If the Semantic Web can deliver what it has been teasing us with, search systems in the future will be able to understand the conceptual content of documents. But until that time, we’ll still approach some haystacks with our best guess at what the needle looks like.

References

Hildreth, C. R. (1989). Appropriate user interfaces for subject searching in bibliographic retrieval systems. Bookmark, 48(3), 186-193.

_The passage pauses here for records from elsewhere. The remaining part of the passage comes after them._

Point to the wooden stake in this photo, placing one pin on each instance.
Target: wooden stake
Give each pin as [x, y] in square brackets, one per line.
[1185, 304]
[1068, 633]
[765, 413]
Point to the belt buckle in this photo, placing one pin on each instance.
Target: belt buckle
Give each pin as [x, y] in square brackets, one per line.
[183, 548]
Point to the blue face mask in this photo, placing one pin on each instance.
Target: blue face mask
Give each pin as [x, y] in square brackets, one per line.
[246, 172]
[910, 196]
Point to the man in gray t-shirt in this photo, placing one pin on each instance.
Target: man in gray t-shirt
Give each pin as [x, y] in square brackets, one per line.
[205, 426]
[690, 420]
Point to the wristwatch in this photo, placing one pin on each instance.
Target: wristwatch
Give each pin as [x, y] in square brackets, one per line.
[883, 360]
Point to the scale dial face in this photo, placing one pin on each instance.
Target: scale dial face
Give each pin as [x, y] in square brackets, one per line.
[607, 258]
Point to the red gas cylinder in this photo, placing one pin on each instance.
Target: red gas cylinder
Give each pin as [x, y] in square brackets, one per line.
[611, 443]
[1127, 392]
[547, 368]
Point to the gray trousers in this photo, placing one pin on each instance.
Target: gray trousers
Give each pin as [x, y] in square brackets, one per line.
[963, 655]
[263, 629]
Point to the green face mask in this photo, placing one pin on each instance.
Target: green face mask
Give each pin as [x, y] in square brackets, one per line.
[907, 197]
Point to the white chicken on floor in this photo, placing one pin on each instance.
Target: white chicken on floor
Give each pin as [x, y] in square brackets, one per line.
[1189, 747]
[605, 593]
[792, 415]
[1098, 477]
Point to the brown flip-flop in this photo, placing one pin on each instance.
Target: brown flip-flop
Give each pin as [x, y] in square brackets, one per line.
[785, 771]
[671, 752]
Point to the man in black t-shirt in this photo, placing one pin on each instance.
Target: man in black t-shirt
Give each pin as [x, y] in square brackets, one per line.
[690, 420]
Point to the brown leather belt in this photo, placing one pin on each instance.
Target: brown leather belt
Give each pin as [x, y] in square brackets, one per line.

Koll, M. (1999, September 27). Major trends and issues in the information industry. Keynote address at the Association of Information and Dissemination Center (ASIDIC) Fall Meeting, Baltimore, MD. Retrieved April 6, 2008, from http://www.asidic.org/meetings/newsletters/archive/xml/fal1999n78.xml

3 comments:

Bridget Gay said...

I enjoyed your article.
There is a lot of research being done right now on "bad searches". Searches that may produce a great deal of data, but not what the searcher is seeking for. Even back in his famous "As we may think" speech, Vannevar Bush talks about information overload, indicating that even at that time, it was an issue of concern. I have to give the google creators credit for attempting to do the best they can with this issue.

Ken said...

Great analogy to bring the problems of IR into perspective.

Stacy Davis said...

I find myself in an interesting position sometimes when I am at the reference desk. For example, an individual will come up to the desk without a clear idea of what type of information they need. It is my job to figure out what they are looking for and what sources would have the best information. Yes, and sometimes I do not even know what the needle looks like.